Entretanto, Sue, después de despedirse de él el día anterior, había llegado a la estación con los ojos arrasados en lágrimas por haber corrido hacia él y haberse dejado besar. Jude no debía haber disimulado que la amaba, haciendo con ello que obrara impulsiva e impremeditadamente, por no decir mal. Se sentía inclinada a calificar su conducta de esta última manera; la lógica de Sue era extraordinariamente complicada y parecía sostener que una cosa podía estar bien antes de hacerla, pero una vez hecha podía estar mal; o en otras palabras: lo que era bueno teóricamente podía ser malo en la práctica.

«¡Creo que he sido demasiado débil! —se reprochaba por el camino llorando a lágrima viva—. ¡Me ha dado un beso ardiente de amante!… ¡Eso es! Así que no le voy a escribir más; o por lo menos tardaré mucho en escribirle, ¡para que aprenda! Verás lo ofendido que se va a sentir… esperando recibir carta mañana y pasado y al otro, y la carta sin llegarle. Sufrirá con la incertidumbre… ¡Se lo tiene merecido! ¡Y me alegro!». Y las lágrimas de piedad por los futuros sufrimientos que iba a infligir a Jude se mezclaban con las que derramaba de lástima hacia sí misma.

Y la mujer menuda y delicada cuyo marido le resultaba desagradable, la muchacha etérea, nerviosa y sensitiva, incapaz por temperamento e instinto de cumplir con sus deberes conyugales con Phillotson, y probablemente con casi ningún hombre, siguió su camino hipando y con los ojos cansados de tanto mirar y atormentarse desesperadamente.
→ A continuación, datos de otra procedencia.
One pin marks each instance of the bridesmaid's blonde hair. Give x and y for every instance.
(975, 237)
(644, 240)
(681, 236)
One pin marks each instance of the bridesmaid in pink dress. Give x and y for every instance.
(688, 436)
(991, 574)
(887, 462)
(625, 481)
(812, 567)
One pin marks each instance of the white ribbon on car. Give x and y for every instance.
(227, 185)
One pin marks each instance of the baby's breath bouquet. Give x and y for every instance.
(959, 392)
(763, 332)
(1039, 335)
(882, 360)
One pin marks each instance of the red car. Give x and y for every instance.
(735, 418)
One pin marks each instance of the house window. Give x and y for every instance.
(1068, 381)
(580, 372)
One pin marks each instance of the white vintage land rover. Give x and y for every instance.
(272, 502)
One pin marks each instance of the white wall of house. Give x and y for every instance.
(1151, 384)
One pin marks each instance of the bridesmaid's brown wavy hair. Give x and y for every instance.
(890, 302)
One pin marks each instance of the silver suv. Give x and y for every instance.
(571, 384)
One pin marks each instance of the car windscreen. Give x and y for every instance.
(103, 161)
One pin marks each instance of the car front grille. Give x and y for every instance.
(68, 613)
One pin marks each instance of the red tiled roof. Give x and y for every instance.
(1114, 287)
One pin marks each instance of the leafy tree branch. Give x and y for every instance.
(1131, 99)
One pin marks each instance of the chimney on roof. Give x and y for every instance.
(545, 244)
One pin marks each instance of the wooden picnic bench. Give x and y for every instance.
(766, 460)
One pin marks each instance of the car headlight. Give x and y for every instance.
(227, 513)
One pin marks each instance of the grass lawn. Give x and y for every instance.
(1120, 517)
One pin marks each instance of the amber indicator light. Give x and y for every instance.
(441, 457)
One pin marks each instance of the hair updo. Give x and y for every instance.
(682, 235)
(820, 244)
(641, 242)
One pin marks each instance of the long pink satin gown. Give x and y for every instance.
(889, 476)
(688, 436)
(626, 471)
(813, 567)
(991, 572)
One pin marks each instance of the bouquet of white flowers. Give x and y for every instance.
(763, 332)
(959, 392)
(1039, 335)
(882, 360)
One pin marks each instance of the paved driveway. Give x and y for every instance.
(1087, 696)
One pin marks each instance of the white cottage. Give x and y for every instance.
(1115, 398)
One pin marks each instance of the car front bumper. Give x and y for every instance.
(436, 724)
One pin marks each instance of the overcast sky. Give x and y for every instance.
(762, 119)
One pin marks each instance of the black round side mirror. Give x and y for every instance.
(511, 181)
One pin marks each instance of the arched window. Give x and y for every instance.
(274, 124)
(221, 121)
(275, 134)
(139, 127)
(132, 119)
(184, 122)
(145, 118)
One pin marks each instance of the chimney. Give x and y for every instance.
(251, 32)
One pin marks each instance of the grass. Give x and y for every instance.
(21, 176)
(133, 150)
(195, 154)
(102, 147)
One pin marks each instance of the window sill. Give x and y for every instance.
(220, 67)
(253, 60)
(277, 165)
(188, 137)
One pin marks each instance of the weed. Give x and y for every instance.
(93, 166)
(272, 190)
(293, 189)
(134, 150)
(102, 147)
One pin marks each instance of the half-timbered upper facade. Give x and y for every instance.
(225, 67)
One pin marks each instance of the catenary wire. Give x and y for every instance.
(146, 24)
Phillotson fue a esperarla a la estación y, al verla tan afligida, pensó que era por el fallecimiento y entierro de su tía. Empezó a contarle las cosas que había hecho durante el día y la visita de su amigo Gillingham, un maestro de escuela de las proximidades a quien no había visto hacía años. Mientras subían hacia el pueblo, sentada en lo alto del autobús junto a él, dijo de pronto y como quien quiere castigarse a sí misma, mientras contemplaba el blanco camino y los arbustos de avellano que lo bordeaban:

—Richard…, he dejado que Fawley me cogiera la mano durante un rato. ¿Te parece que he hecho mal?

Él, que evidentemente iba absorto en pensamientos de muy distinta naturaleza, dijo vagamente:

—¿De veras? ¿Y por qué hiciste eso?

—No lo sé. Él quería y yo le he dejado.

—Espero que le haya gustado. Diría que eso no es nuevo.

Se quedaron callados. Si este caso se hubiera tenido que dilucidar ante el tribunal de un juez omnisciente, este habría podido constatar el hecho curioso de que Sue había dado la menor indiscreción como la más grave, y no había dicho una palabra sobre el beso.

Esa tarde se sentó Phillotson a repasar los libros de registros de la escuela. En contra de su costumbre, ella permaneció todo el rato en silencio, en estado de tensión y nerviosismo, hasta que finalmente dijo que estaba cansada y se fue temprano a la cama. Cuando subió Phillotson, cansado del fárrago de cuentas, eran las doce menos cuarto. Al entrar en la alcoba, que durante el día dominaba una vista de unos treinta o cuarenta kilómetros sobre el valle del Blackmoor, y aun más allá de los confines de Wessex, se acercó a la ventana y, pegando el rostro contra el cristal, miró fijamente hacia la oscuridad misteriosa que ahora ocultaba la inmensidad del paisaje. Estaba meditando.